New York high school graduation rates last year remained at 74 percent, the same as the rate for those who graduated in 2011 after four years, but striking achievement gaps show minorities, English language learners and students with disabilities behind their peers.
The rates of students who are considered ready for college or careers remain low, and the state’s “Big 5” school districts saw decreases, particularly in Buffalo.
Graduation rates in New York City, Yonkers and Syracuse, whose rates are lower than the statewide average, dropped by less than a percentage point from 2011. But in Buffalo, the rate dropped by more than seven percentage points, from 54 percent in 2011 to 46.8 percent in 2012. In Rochester, the rates dropped from 45.5 percent in 2011 to 43.4 percent in 2012.
The state also tracks how many students are graduating on track to succeed in college or in a career. Those rates are significantly lower across the board.
Statewide, about 35.3 percent of graduates in 2012 were considered ready for college or a career.
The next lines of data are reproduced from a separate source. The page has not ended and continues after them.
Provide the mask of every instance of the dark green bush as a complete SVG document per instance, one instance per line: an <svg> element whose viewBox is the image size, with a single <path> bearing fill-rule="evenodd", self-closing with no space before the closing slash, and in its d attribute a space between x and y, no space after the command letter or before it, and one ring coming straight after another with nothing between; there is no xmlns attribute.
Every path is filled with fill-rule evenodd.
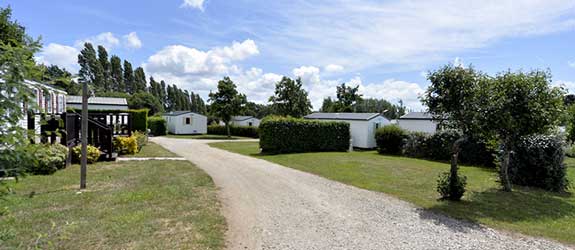
<svg viewBox="0 0 575 250"><path fill-rule="evenodd" d="M64 145L30 144L28 150L35 161L27 169L27 172L31 174L49 175L66 167L68 148Z"/></svg>
<svg viewBox="0 0 575 250"><path fill-rule="evenodd" d="M136 141L138 142L138 152L140 152L142 147L148 144L148 135L140 131L135 131L132 133L132 136L136 137Z"/></svg>
<svg viewBox="0 0 575 250"><path fill-rule="evenodd" d="M346 151L349 124L284 117L266 117L259 127L264 153Z"/></svg>
<svg viewBox="0 0 575 250"><path fill-rule="evenodd" d="M519 140L511 154L509 179L513 184L565 191L568 187L563 140L532 135Z"/></svg>
<svg viewBox="0 0 575 250"><path fill-rule="evenodd" d="M132 109L132 130L148 132L148 109Z"/></svg>
<svg viewBox="0 0 575 250"><path fill-rule="evenodd" d="M259 137L257 127L230 126L230 133L233 136L243 136L243 137L251 137L251 138L258 138ZM210 126L208 126L208 134L210 134L210 135L228 135L228 132L226 130L226 126L210 125Z"/></svg>
<svg viewBox="0 0 575 250"><path fill-rule="evenodd" d="M102 154L100 152L100 149L92 145L88 145L86 149L87 149L86 159L88 164L96 163L98 159L100 159L100 156ZM81 158L82 158L82 145L77 145L72 148L72 161L80 162Z"/></svg>
<svg viewBox="0 0 575 250"><path fill-rule="evenodd" d="M155 136L166 135L168 133L168 123L166 120L159 116L152 116L148 118L148 126L150 133Z"/></svg>
<svg viewBox="0 0 575 250"><path fill-rule="evenodd" d="M449 161L453 153L453 143L459 138L461 138L461 133L456 130L437 131L426 142L428 152L425 158ZM460 154L462 155L464 152L460 152Z"/></svg>
<svg viewBox="0 0 575 250"><path fill-rule="evenodd" d="M403 155L414 158L427 158L429 134L423 132L409 133L403 141Z"/></svg>
<svg viewBox="0 0 575 250"><path fill-rule="evenodd" d="M407 132L397 125L383 126L375 132L377 151L380 154L401 154Z"/></svg>
<svg viewBox="0 0 575 250"><path fill-rule="evenodd" d="M466 185L467 177L457 175L451 180L451 173L445 172L437 179L437 192L441 195L441 199L458 201L463 197Z"/></svg>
In Rochester, only 5.8 percent of graduates were college- or career-ready, the lowest of the “Big 5.” In New York City, that number was 21.9 percent; in Yonkers, 22.8 percent; in Buffalo, 9.7 percent; and in Syracuse, 7 percent.
State Education Commissioner John King touted the stability of the overall graduation rates, given that academic standards have toughened in the past four years. He stressed the importance of implementing the new, more difficult Common Core curriculum, on which third through eighth graders’ tests were based this April. High school students will begin taking Common Core exams next school year.
But he said the rates of college- and career-readiness among New York’s high school students are “painfully low.”
“In Rochester, Buffalo and Syracuse, less than 10 percent of the students graduate ready for the challenges of college or today’s high-skilled jobs,” he said in a statement Monday. “Those are more than just numbers; those numbers represent thousands of students whose futures are diminished. We have to keep pushing forward with the Regents’ reforms and the shift to the Common Core standards.
“Our state has some of the highest performing districts and schools in the country, but far too many children in New York are being denied the educational opportunity they need and deserve,” King continued.
Achievement gaps between white students and minorities persist, and students with disabilities or those whose first language is not English continue to lag their peers.
About 58.1 percent of black students in New York graduated in 2012 after four years, compared with 85.7 percent of white students. The rate for Hispanic students was lower, at 57.8 percent. Asian students fared better than the statewide average, with about 81.6 percent graduating in four years.
Only 34.3 percent of English language learners and 44.7 percent of students with disabilities graduated in four years in 2012, compared to 79.3 percent of students in general education courses. Far fewer of those students were prepared for college or a career.